Below is a streamlined version of the script, focused on clarity and brevity:

function convertPDFToText() {
const fileId = 'YOUR_PDF_FILE_ID_HERE'; // Replace with your PDF file ID
const ocrLanguage = 'en'; // Set OCR language to English

// Convert PDF to Google Doc using OCR
const pdfBlob = DriveApp.getFileById(fileId).getBlob();
const doc = Drive.Files.create({
name: pdfBlob.getName().replace(/\.pdf$/, ''),
mimeType: MimeType.GOOGLE_DOCS
}, pdfBlob, {
ocr: true,
ocrLanguage: ocrLanguage
});

// Extract text and save as a text file
const text = DocumentApp.openById(doc.id).getBody().getText();
DriveApp.createFile(doc.name + '.txt', text, MimeType.PLAIN_TEXT);

// Delete the temporary Google Doc
DriveApp.getFileById(doc.id).setTrashed(true);

return text;
}

Explanation of the Script

  1. Convert PDF to Google Doc: The script starts by obtaining the blob of the PDF file using its file ID. It then creates a new Google Document from this blob using OCR. The document name is derived by removing the .pdf extension from the original file name.
  2. Extract Text: Once the Google Document is created, the script opens this document and extracts its text content.
  3. Save Text as a File: The extracted text is saved into a new text file in Google Drive. The file name is set as the original document name with a .txt extension added.
  4. Clean-Up: The temporary Google Document is deleted after the text extraction to prevent cluttering your Google Drive.

Benefits and Limitations

  • Benefits: The script is easy to set up and run, integrates seamlessly with Google Drive, and doesn’t require any external libraries or APIs apart from Google’s own services.
  • Limitations: The OCR’s accuracy depends on the quality of the PDF. It works best with text-based PDFs and might struggle with scanned documents or images.

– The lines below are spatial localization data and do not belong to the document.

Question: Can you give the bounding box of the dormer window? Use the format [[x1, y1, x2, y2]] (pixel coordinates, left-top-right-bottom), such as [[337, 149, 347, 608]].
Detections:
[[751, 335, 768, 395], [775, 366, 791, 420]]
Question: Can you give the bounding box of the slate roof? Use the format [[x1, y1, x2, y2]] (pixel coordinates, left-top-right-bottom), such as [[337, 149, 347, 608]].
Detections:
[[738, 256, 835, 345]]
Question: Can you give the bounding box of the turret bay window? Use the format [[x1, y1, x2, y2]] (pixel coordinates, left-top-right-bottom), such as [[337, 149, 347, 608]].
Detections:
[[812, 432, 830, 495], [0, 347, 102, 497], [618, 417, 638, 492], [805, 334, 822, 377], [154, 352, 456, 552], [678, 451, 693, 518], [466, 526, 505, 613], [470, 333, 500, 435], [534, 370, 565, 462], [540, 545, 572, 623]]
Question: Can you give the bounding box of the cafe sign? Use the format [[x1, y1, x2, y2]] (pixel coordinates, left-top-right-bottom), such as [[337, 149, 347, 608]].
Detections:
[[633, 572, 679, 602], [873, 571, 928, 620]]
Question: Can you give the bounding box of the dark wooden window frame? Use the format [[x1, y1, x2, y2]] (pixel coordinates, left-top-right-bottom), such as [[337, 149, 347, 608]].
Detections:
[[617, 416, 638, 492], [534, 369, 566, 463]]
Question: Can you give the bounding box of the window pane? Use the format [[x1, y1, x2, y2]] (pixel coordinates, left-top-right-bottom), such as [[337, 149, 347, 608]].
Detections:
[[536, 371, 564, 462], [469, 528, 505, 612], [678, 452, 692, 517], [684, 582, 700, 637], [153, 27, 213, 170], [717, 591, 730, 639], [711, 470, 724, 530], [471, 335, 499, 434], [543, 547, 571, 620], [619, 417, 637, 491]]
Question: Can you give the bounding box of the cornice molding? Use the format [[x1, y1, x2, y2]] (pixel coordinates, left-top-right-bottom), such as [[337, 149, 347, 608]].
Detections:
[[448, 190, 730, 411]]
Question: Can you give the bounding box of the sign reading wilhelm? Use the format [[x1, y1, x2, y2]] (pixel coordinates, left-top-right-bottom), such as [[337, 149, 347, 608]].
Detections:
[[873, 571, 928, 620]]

This simplified script provides a quick and efficient way to convert PDF files into editable text within the Google Drive ecosystem, making it a valuable tool for many applications.

Longer version

function convertPDFToText() {
  const fileId = '1Dr7****76'; // Sample PDF file
  const ocrLanguage = 'en'; // OCR language set to English

  try {
    // Fetch the PDF file from Google Drive
    const pdfFile = DriveApp.getFileById(fileId);
    const pdfName = pdfFile.getName();
    const pdfBlob = pdfFile.getBlob();

    // Convert PDF to a Google Document using OCR
    const googleDoc = createGoogleDocFromPDF(pdfName, pdfBlob, ocrLanguage);

    // Extract text content from the Google Document
    const textContent = extractTextFromGoogleDoc(googleDoc.id);

    // Optional: Save the extracted text as a text file in Google Drive
    saveTextToFile(`${googleDoc.name}.txt`, textContent);

    // Clean up by deleting the temporary Google Document
    DriveApp.getFileById(googleDoc.id).setTrashed(true);

    return textContent;
  } catch (error) {
    Logger.log('Error converting PDF to text: ' + error.toString());
    return null;
  }
}

function createGoogleDocFromPDF(pdfName, pdfBlob, ocrLanguage) {
  const docName = pdfName.replace(/\.pdf$/, '');
  const resource = {
    name: docName,
    mimeType: MimeType.GOOGLE_DOCS
  };
  const options = {
    ocr: true,
    ocrLanguage: ocrLanguage,
    fields: 'id,name'
  };

  // Create a Google Document from the PDF blob using OCR
  const { id, name } = Drive.Files.create(resource, pdfBlob, options);
  return { id, name };
}

function extractTextFromGoogleDoc(docId) {
  // Open the Google Document and extract the text
  const googleDoc = DocumentApp.openById(docId);
  return googleDoc.getBody().getText();
}

function saveTextToFile(fileName, textContent) {
  // Create a new text file in Google Drive with the extracted text content
  DriveApp.createFile(fileName, textContent, MimeType.PLAIN_TEXT);
}